We have analysed the concentrations of Li, K, Rb, Cs, and B, and the isotopic ratios of Li and B of a suite of pore fluids recovered from ODP Sites 1037 (Leg 169; Escanaba Trough) and 1034 (Leg 169S; Saanich Inlet). In addition, we have analysed dissolved K, Rb, and Cs concentrations for estuarine mixing of the Ganges-Brahmaputra river system. Together, these data sets have been used to assess the role of sediments in the marine geochemical cycles of the alkali elements and boron.

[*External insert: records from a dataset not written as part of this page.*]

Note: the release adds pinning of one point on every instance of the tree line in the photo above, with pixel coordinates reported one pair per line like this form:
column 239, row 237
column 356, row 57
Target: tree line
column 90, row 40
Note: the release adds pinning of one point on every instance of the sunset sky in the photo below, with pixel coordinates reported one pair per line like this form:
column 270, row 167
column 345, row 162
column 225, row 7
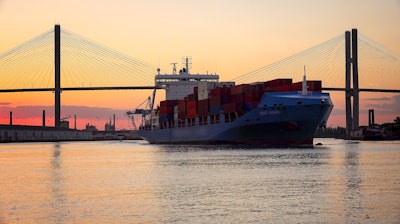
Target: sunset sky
column 230, row 37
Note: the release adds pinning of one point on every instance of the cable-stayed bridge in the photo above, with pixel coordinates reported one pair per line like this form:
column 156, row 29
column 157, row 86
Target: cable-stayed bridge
column 88, row 65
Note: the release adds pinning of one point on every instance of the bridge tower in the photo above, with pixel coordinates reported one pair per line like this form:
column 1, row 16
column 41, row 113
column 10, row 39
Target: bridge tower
column 351, row 51
column 57, row 82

Uptake onto clay minerals during estuarine mixing removes 20-30% of the riverine input of dissolved Cs and Rb to the oceans. Prior to this study, the only other recognised sink of Rb and Cs was uptake during low-temperature alteration of the oceanic crust. Even with this additional sink there is an excess of inputs over outputs in their modern oceanic mass balance. Pore fluid data show that Li and Rb are transferred into marine sediments during early diagenesis. However, modeling of the Li isotope systematics of the pore fluids from Site 1037 shows that seawater Li taken up during marine sedimentation can be readily returned to solution in the presence of less hydrated cations, such as NH4+. This process also appears to result in high concentrations of pore fluid Cs (relative to local seawater) due to expulsion of adsorbed Cs from cation exchange sites.
Flux calculations based on pore fluid data for a series of ODP sites indicate that early diagenesis of clay sediments removes around 8% of the modern riverine input of dissolved Li. Although NH4+-rich fluids do result in a flux of Cs to the oceans, on the global scale this input only augments the modern riverine Cs flux by ~3%. Nevertheless, this may have implications for the fate of radioactive Cs in the natural environment and waste repositories.